Questo è solo uno dei fatti che sconvolse Formia. Prima c’era stato un settembre nero. La guerra cominciò a coinvolgere la città alcuni giorni prima dell’8 settembre. Quel dì fu festa, ma durò poco! Già la sera le truppe tedesche occuparono stazione, porto e centrale telefoni, sostituendosi ai militari italiani. Dopo i tedeschi, il mattino del 9, arrivarono le prime bombe sganciate dagli aerei alleati, che colpirono Piazza Mattej, la traversa Colagrosso e la stazione ferroviaria. Formia pianse le prime vittime: Augusto Di Nucci 29 anni, e Rosaria Pellegrino 43 anni. Il 10, bombardieri a bassa quota colpirono una colonna tedesca sull’Appia nel quartiere di Mola, distruggendo il Pastificio Paone, lo stabilimento di laterizi D’Agostino e numerosi edifici tra cui altre Fabbriche, i palazzi Albano, Colarullo, Riccardelli, Petrone e Recco. Fu distrutta anche l’erigenda chiesa dei Santi Lorenzo e Giovanni Battista, l’antico castello di Mola e il vecchio ponte a due arcate di Mola. I morti tra militari tedeschi, italiani e civili furono 70-75. I feriti furono duecento. L’11 settembre 500 i formiani cercarono rifugio nella galleria ferroviaria. Altri si rifugiarono sui monti di Itri, nelle campagne di Ponzanello, Mamurrano, Gianola e Acquatraversa e sulle colline di Sant’Antonio, Pagnano e di Santa Maria La Noce. Altri ancora raggiunsero le frazioni della città: Maranola, Trivio e Castellonorato. I Tedeschi in una Formia ormai deserta attuarono un piano di distruzione delle strutture e dei palazzi della città. Caddero il Real Liceo Ginnasio, diversi edifici civili ed il porto. La notte del 29 settembre un bombardamento ha distrutto il Palazzo Comunale (appena sgombrato), vari edifici di Via Vitruvio e Largo Paone, la parte orientale della Via Appia e la collina di Santa Maria La Noce.
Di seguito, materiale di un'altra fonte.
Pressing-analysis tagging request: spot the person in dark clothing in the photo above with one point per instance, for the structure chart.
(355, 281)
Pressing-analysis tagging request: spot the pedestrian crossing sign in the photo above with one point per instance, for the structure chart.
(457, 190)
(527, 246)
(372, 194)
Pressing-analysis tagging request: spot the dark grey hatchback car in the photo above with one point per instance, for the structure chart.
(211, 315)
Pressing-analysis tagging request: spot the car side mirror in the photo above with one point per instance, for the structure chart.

Le vittime di questo nuovo bombardamento furono 30. Poi la tragedia di Maranola ed altre che racconteremo a tempo debito.

Al termine della guerra la nostra comunità, all’epoca di appena 11000 abitanti, contò 1567 morti, di cui 1412 civili e 155 militari, al netto dei dispersi, e circa 1000 invalidi civili.

Questa è la vera faccia del fascismo. Un movimento politico sorto all’esito della prima guerra mondiale che intendeva dare una risposta alla dura crisi economica che investì l’Italia. Storicamente si è rivelato una sciagura per la nostra gente pagata con la povertà, con le persecuzioni e la morte. Per il nostro territorio è stato un acido che per mezzo di guerra, che doveva essere lampo, ha sfigurato l’impianto romano, distruggendo tutte le tracce di quella romanità a cui oggi alcuni imbecilli si rivolgono per invocare una nuova dittatura.

Ecco perché per noi l’unico aggettivo che può accompagnare il fascismo è infame!